Esplorare “le suture più delicate dei sentimenti” rappresenta l’inizio di una rivoluzione, come scriveva Pier Paolo Pasolini, quando volavano sassi e proiettili. La violenza politica era considerata una possibilità razionale, ma fu l’inizio della fine.

Nel 1982 comparve sul grande schermo un capolavoro che raccontava l’esperienza gandhiana: con la pratica e la teoria nonviolenta il popolo indiano si liberò dal giogo imperiale dei britannici. Ne rimasi incantato, anche se alle provocazioni dei fascistelli rispondevo ancora con le mani.

Poi con la maggiore età ho rinunciato del tutto alla violenza, semplicemente perché mi sono reso conto che un pugno ben assestato può fare male, molto male. Sembra banale, eppure io non ho mai odiato nessuno a tal punto da desiderare la sua morte.

Ho scoperto Greenpeace, l’attivismo politico e infine nel 2023 Ultima Generazione.

Trent’anni fa la prima conferenza internazionale a Rio de Janeiro parlava dei cambiamenti climatici prodotti dalle attività umane. Siamo ancora fermi lì o abbiamo acquisito la consapevolezza dell’urgenza del problema? Nel 2015 con gli accordi di Parigi si raggiunse un consenso scientifico e istituzionale globale, messo poi in discussione da Trump nel 2016. Ormai i mass media sono inquinati da un dibattito surreale, che lascia spazio alla negazione dell’evidenza scientifica ben chiara da decenni. Trent’anni fa scrivevo di Rio, oggi devo descrivere la mia rabbia per la lentezza con cui i governi affrontano la mitigazione necessaria e urgente per fermare il collasso climatico. Nella COP30 a Belem non è maturata nessuna scelta decisiva, sembra anzi una rinuncia a qualsiasi possibilità di mitigazione.

Non mollare mai. Una rivista della resistenza fiorentina contro il fascismo si chiamava proprio così: non mollare. Non mi voglio arrendere. Non possiamo rinunciare al futuro e a mio modestissimo avviso, la strada per lottare deve essere nonviolenta. Un mese fa ero in presidio a Roma e sono stato portato via di peso con altre persone nonviolente. Ci hanno trattenuto per ore in cella. Si chiama resistenza civile nonviolenta. Una scelta radicale. Faccio fatica a parlarne, perché voglio evitare una retorica vittimistica, ma voglio anche affermare con chiarezza che non era necessario un fermo di polizia così brutale e sproporzionato. Ci sono abusi di potere che devono essere stigmatizzati senza stancarsi mai di ripeterlo: sono abusi di potere.
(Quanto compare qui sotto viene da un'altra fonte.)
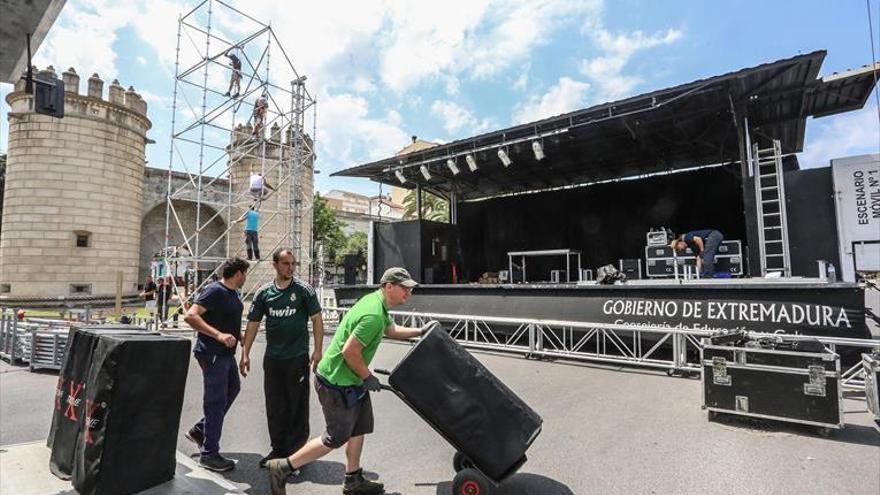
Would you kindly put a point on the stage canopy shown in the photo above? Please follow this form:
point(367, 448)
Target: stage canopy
point(690, 125)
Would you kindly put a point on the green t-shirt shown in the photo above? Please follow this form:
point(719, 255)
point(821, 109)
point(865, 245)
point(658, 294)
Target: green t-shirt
point(287, 313)
point(366, 321)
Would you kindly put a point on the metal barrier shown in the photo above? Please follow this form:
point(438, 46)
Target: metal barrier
point(673, 349)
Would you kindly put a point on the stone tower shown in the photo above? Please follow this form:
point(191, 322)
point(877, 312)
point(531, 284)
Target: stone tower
point(271, 157)
point(72, 205)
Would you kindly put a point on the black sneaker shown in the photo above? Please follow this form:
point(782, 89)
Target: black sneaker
point(356, 484)
point(216, 463)
point(279, 470)
point(269, 457)
point(195, 436)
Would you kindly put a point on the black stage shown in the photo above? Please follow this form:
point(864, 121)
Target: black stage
point(810, 308)
point(677, 157)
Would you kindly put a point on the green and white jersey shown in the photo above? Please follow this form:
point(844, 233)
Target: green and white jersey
point(287, 313)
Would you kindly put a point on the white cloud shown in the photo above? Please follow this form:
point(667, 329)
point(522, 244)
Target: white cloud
point(456, 118)
point(83, 38)
point(606, 70)
point(565, 96)
point(348, 133)
point(522, 82)
point(470, 38)
point(847, 134)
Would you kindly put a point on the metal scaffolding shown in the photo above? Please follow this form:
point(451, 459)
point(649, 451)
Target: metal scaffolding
point(214, 134)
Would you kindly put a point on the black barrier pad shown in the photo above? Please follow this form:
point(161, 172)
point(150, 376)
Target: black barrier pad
point(67, 419)
point(466, 403)
point(131, 409)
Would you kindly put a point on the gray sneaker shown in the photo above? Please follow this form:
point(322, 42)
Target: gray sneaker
point(216, 463)
point(279, 470)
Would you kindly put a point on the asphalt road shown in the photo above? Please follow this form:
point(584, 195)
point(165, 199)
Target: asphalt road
point(607, 430)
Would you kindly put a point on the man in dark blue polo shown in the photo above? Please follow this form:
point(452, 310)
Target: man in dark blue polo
point(216, 316)
point(704, 244)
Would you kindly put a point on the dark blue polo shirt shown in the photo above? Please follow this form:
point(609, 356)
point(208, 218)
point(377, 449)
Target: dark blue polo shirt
point(223, 310)
point(689, 239)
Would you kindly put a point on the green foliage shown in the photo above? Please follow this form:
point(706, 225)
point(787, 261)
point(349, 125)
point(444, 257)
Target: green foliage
point(434, 207)
point(327, 229)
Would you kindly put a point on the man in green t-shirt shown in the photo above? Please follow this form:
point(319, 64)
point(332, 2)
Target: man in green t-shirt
point(288, 304)
point(344, 382)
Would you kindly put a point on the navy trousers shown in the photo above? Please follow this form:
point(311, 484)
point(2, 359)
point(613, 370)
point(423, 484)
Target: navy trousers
point(222, 385)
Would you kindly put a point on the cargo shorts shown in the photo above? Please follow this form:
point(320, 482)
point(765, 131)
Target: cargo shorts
point(343, 422)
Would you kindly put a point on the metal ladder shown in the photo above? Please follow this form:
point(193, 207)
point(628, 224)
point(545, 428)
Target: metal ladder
point(770, 202)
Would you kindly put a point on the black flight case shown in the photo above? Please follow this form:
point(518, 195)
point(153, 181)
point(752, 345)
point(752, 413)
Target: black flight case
point(489, 426)
point(772, 377)
point(871, 366)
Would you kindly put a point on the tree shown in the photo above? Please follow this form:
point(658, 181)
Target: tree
point(326, 228)
point(434, 207)
point(355, 244)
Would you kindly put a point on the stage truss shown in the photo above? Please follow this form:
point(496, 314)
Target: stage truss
point(213, 131)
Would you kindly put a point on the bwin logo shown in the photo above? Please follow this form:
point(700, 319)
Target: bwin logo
point(282, 313)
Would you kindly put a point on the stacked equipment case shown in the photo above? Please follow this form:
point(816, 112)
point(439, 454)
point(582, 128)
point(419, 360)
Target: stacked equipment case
point(773, 378)
point(660, 260)
point(117, 409)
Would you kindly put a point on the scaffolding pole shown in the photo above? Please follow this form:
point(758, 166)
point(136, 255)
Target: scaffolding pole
point(212, 133)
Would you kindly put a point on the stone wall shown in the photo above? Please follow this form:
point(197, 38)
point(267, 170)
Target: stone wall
point(80, 175)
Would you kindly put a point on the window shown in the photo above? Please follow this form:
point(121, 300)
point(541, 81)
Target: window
point(82, 238)
point(80, 289)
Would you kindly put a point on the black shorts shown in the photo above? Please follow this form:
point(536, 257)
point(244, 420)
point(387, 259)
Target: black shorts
point(343, 422)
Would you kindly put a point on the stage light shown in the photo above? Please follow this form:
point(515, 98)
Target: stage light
point(452, 166)
point(505, 160)
point(538, 149)
point(472, 163)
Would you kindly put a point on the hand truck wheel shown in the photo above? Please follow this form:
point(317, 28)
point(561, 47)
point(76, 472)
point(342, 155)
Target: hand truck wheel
point(469, 481)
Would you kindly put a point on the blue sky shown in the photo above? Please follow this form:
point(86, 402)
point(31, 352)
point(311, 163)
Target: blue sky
point(383, 71)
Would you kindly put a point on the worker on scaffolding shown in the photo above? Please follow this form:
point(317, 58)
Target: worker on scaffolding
point(251, 217)
point(260, 188)
point(235, 77)
point(261, 106)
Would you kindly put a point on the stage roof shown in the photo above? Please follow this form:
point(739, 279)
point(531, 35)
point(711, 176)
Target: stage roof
point(684, 126)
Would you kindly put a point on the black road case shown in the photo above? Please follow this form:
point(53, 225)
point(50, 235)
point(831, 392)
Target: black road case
point(68, 417)
point(133, 398)
point(488, 424)
point(871, 366)
point(774, 378)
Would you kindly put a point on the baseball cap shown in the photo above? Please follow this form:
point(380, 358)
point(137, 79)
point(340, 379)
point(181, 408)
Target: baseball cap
point(398, 275)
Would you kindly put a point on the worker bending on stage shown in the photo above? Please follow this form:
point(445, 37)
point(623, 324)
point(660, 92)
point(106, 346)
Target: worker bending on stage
point(260, 188)
point(235, 77)
point(251, 228)
point(704, 244)
point(261, 105)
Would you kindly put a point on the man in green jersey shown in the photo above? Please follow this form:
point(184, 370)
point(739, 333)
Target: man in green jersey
point(344, 382)
point(288, 304)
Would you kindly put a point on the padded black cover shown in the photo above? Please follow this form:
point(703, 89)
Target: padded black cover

Anche i giudici condannano queste procedure non giustificate da motivi di ordine pubblico. Sono invece modalità repressive  e oppressive, per non dire intimidatorie e punitive. La resistenza civile nonviolenta di Ultima Generazione va avanti da anni. Non molliamo.

La mobilitazione umana, la marea di umanità, milioni di persone scese per strada in tutto il mondo contro il genocidio israeliano a Gaza hanno dimostrato che l’opinione pubblica conta. Il giornalista Lucio Caracciolo ha riconosciuto l’impatto determinante di queste manifestazioni pacifiche per arrivare a una fragile tregua. Non è finita. Non molliamo. Sono stato in Sicilia dal 29 agosto 2025 al 16 settembre per dare una mano alla Global Sumud Flotilla. Ho vissuto l’entusiasmo e le preoccupazioni umane, non politiche, meramente umane di questo grande movimento. Non molliamo. Il genocidio non si è fermato, ha solo cambiato modalità, ed è passato in secondo piano sui mass media. Non credo che si siano attenuati lo sdegno e la rabbia per la crudeltà degli israeliani. Si è visto pochi giorni fa che ci sono ancora milioni di persone in tutto il mondo che scendono per strada chiedendo di fermare il genocidio. Il governo italiano è complice. Come altri governi. Come si può pensare che la pace proclamata dagli USA e fotografata dalla risoluzione 2803 del consiglio di sicurezza ONU sia una vera pace? Non molliamo. Noi vogliamo la pace per i palestinesi martirizzati e per tutti i popoli martoriati dalle guerre.

Non bisogna aver paura di far sentire la propria voce. Non insegno niente, ma metto il mio corpo in piazza e peso quasi cento chili. La questura è preavvisata.